A Timeline of Firsts

  1. 1964: Babette March (The first one)
  2. 1970: Cheryl Tiegs (The first "supermodel" era)
  3. 1997: Tyra Banks (First Black solo cover)
  4. 2016: Ashley Graham (The body positivity shift)
  5. 2023: Martha Stewart (Proving age is just a number)

How to View the Legacy

If you’re looking to understand the real impact of these covers, don't just look at the photography. Look at the business. This franchise basically invented the modern travel-and-lifestyle marketing niche. They showed brands how to sell a "lifestyle" rather than just a product.

For anyone researching the history or looking to collect these issues, the key is to look for the "transition" years—the years where the editors took a gamble. The 1997, 2016, and 2021 issues are far more valuable from a cultural study perspective than the cookie-cutter years of the early 2000s.

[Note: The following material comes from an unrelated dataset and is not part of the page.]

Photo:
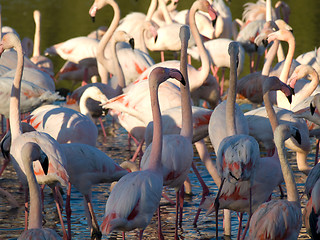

Actionable Next Steps for Enthusiasts and Researchers:

  • Audit the Archives: If you’re a collector, focus on the "firsts." Issues featuring Tyra Banks (1997) or Ashley Graham (2016) hold more long-term cultural value than generic covers.
  • Track the Photographers: Look at the work of Walter Iooss Jr. or Yu Tsai. Their styles defined the "SI look" and understanding their lighting and composition is a masterclass in commercial photography.
  • Analyze the Shifts: Use the SI Vault to compare the 1980s "athletic" look to the 2020s "diverse" look. It’s the fastest way to understand how Western beauty standards have evolved in real-time.
  • Watch the Documentary: "Sway" and other behind-the-scenes features give a raw look at the grueling production schedules, which are far less glamorous than the final glossy page suggests.